KARŞI TARAFIN SAVUNMASI : Davalı idare tarafından, Danıştay Beşinci Dairesince verilen kararın usul ve hukuka uygun bulunduğu ve temyiz dilekçesinde öne sürülen nedenlerin, kararın bozulmasını gerektirecek nitelikte olmadığı belirtilerek temyiz isteminin reddi gerektiği savunulmaktadır.
DANIŞTAY TETKİK HÂKİMİ …'IN DÜŞÜNCESİ : Temyiz isteminin reddi ile Daire kararının onanması gerektiği düşünülmektedir.
TÜRK MİLLETİ ADINA
Karar veren Danıştay İdari Dava Daireleri Kurulunca, Tetkik Hâkiminin açıklamaları dinlendikten ve dosyadaki belgeler incelendikten sonra, davacının Anayasa'ya aykırılık iddiası ciddi görülmeyerek gereği görüşüldü:
HUKUKİ DEĞERLENDİRME :
Danıştay dava dairelerinin nihai kararlarının temyizen incelenerek bozulması, 2577 sayılı İdari Yargılama Usulü Kanunu'nun 49. maddesinde yer alan;
"a) Görev ve yetki dışında bir işe bakılmış olması,
b) Hukuka aykırı karar verilmesi,
c) Usul hükümlerinin uygulanmasında kararı etkileyebilecek nitelikte hata veya eksikliklerin bulunması" sebeplerinden birinin varlığı hâlinde mümkündür.

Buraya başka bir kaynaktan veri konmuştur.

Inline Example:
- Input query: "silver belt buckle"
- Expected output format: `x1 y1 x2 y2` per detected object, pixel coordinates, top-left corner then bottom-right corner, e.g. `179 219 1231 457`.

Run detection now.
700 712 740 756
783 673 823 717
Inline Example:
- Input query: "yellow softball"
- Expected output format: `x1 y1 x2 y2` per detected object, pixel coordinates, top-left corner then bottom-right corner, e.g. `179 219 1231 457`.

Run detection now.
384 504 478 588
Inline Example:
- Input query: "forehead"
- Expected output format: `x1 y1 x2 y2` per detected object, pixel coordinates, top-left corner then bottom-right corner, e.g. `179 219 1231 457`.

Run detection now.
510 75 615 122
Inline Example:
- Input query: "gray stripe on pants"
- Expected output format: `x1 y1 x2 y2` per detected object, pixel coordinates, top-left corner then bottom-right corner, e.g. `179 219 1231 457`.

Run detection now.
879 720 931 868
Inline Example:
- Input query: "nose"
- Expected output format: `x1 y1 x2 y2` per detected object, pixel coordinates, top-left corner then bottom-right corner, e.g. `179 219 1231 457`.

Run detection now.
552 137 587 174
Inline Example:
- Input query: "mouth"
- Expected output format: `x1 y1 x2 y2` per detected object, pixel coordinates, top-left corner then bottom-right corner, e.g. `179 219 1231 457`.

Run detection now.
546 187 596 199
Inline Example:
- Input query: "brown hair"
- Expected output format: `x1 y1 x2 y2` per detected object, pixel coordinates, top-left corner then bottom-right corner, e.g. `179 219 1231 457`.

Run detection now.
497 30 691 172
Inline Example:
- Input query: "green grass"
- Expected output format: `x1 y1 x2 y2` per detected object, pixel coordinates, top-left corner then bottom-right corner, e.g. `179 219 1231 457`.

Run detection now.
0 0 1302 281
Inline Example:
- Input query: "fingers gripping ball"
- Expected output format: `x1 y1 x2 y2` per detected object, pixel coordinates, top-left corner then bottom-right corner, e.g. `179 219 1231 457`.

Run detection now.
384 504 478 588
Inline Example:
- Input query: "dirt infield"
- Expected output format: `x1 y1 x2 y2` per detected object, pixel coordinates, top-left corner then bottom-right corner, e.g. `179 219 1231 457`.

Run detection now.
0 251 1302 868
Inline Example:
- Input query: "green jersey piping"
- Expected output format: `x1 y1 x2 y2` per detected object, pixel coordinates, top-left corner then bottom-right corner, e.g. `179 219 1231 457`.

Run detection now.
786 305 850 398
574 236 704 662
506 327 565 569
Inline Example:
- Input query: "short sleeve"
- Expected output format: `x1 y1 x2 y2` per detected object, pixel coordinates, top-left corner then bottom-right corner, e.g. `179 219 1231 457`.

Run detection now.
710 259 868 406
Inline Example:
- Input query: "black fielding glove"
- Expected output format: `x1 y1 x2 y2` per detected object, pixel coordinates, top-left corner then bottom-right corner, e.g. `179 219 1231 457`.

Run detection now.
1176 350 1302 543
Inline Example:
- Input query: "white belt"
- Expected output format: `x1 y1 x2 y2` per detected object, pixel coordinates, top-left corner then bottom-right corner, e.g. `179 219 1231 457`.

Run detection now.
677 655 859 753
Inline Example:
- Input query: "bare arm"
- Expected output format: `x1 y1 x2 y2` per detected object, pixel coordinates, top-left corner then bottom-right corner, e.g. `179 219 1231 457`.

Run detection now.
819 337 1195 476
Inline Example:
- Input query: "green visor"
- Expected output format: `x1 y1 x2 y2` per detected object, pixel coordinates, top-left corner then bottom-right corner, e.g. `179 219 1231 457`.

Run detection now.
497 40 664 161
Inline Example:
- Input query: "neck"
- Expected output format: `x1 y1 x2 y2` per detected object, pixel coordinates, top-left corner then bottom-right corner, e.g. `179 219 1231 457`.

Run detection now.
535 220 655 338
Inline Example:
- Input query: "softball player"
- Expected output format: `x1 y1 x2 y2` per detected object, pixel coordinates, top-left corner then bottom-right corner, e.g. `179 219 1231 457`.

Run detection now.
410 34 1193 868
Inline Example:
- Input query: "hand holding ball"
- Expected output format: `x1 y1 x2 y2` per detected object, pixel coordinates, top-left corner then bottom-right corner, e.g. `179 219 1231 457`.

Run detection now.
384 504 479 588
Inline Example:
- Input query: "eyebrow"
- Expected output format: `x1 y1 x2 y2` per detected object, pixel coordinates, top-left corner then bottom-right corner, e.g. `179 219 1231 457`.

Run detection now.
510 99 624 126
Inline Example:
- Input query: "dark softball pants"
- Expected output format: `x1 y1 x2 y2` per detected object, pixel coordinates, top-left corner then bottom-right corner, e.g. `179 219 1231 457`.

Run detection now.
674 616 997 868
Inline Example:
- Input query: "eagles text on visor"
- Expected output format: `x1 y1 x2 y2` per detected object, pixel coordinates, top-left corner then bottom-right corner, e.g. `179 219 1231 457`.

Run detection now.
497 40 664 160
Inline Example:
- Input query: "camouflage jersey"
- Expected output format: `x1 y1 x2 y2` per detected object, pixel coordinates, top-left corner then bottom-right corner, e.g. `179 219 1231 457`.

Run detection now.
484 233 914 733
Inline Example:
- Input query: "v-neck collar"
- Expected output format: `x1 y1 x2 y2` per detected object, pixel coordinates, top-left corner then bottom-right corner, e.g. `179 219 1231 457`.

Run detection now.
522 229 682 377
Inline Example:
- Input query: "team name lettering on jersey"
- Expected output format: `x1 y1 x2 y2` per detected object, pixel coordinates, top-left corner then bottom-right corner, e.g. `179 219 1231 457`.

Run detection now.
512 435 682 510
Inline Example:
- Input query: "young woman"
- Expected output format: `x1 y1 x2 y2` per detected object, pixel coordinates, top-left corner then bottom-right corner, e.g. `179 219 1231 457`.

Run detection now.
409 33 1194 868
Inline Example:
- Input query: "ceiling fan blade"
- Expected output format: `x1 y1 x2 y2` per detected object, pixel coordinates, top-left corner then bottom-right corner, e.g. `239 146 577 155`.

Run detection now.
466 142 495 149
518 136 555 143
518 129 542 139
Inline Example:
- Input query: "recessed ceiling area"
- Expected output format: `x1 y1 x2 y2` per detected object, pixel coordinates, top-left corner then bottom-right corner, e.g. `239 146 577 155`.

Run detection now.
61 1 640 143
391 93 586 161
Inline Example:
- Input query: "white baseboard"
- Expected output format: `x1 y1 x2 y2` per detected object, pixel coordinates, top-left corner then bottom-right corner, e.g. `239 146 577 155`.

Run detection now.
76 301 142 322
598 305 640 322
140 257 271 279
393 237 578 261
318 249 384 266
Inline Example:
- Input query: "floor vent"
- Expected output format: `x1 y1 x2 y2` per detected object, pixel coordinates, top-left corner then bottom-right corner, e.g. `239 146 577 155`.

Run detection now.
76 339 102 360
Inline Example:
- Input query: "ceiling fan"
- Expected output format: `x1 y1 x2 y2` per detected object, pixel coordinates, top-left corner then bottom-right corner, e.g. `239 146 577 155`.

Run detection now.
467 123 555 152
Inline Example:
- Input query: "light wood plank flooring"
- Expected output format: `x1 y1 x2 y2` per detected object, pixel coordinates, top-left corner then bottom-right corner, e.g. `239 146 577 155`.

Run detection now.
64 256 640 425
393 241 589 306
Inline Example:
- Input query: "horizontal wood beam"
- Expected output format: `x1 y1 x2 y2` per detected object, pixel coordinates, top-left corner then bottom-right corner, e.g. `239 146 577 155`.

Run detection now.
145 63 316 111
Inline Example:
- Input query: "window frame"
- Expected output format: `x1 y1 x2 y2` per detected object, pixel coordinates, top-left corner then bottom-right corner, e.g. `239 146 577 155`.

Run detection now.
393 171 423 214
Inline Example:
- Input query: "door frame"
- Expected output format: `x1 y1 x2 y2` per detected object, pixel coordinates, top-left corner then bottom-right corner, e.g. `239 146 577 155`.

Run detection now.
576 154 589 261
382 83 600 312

Temyizen incelenen karar usul ve hukuka uygun olup, temyiz dilekçesinde ileri sürülen iddialar kararın bozulmasını gerektirecek nitelikte görülmemiştir.
KARAR SONUCU :
Açıklanan nedenlerle;
1. Davacının temyiz isteminin reddine,
2. Davanın yukarıda özetlenen gerekçeyle reddine ilişkin Danıştay Beşinci Dairesinin temyize konu 15/06/2021 tarih ve E:2017/7016, K:2021/2014 sayılı kararının ONANMASINA,
3. Kesin olarak, 12/05/2022 tarihinde oybirliği ile karar verildi.